Mary asked Victor, "Do you recognise me?"
"Of course I do, Mary," he answered. He would have walked past her in the street, for he remembered a twenty-year-old face and Mary had let herself grow old, gracefully and naturally. One of the mothers of the abominable children came up just then for an autograph, but Victor waved her away, so intent was he on looking at Mary, and she for her part sat there smiling patiently at him. They were timid, shy and completely speechless. He told me later of his trepidation when I questioned him about the way he treated his other wives throughout Victor: my life varied. "They were Hollywood wives. They deserved everything they got." He added, almost inaudibly, "And maybe I did too."

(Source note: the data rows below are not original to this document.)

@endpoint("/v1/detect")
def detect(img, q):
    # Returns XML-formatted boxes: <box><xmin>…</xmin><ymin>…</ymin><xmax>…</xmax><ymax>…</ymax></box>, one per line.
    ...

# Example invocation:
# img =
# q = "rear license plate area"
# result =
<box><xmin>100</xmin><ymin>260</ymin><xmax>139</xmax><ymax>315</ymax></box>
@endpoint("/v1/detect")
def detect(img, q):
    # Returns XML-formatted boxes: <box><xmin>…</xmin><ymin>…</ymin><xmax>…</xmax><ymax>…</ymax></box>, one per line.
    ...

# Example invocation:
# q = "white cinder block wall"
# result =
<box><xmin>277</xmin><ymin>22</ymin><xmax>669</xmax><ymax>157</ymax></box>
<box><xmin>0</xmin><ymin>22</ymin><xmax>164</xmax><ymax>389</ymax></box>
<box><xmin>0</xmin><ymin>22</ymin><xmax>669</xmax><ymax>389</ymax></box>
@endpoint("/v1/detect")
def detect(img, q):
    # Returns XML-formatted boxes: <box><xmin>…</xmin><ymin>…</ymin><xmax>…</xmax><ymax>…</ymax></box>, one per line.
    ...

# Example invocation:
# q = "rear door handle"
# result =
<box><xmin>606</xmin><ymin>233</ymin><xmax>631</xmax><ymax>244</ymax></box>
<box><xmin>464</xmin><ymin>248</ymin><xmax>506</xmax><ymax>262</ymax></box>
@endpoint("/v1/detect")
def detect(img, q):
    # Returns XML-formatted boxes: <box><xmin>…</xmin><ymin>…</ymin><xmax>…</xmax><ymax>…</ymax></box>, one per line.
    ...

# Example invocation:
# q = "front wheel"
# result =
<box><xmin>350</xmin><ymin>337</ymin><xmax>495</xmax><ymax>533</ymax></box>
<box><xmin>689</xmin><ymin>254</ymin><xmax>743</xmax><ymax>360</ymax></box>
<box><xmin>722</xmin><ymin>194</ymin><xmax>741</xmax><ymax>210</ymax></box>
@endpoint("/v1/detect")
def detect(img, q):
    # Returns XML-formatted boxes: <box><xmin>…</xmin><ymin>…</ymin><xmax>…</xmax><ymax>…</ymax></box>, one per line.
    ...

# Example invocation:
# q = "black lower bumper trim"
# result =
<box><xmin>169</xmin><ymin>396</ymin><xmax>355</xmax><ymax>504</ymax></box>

The meeting was short as filming had to recommence, and Victor was glad to break it off. Mary got up to leave since her part in the film was over. She walked away and said, "Thanks for sending me the money. You had a beautiful daughter called Liz, but she died in an accident last year. She was fifty years old, you know." Then she walked away before he could open his mouth.
He beckoned me to him and said, "Tim, quick. I need a line. Please! I can't think of anything to say." He just sat and stared after her, watching her leave hand in hand with a certain little girl with wild hair. Was it her grand daughter - Victor's grand daughter! - whom she had brought along to see the performance?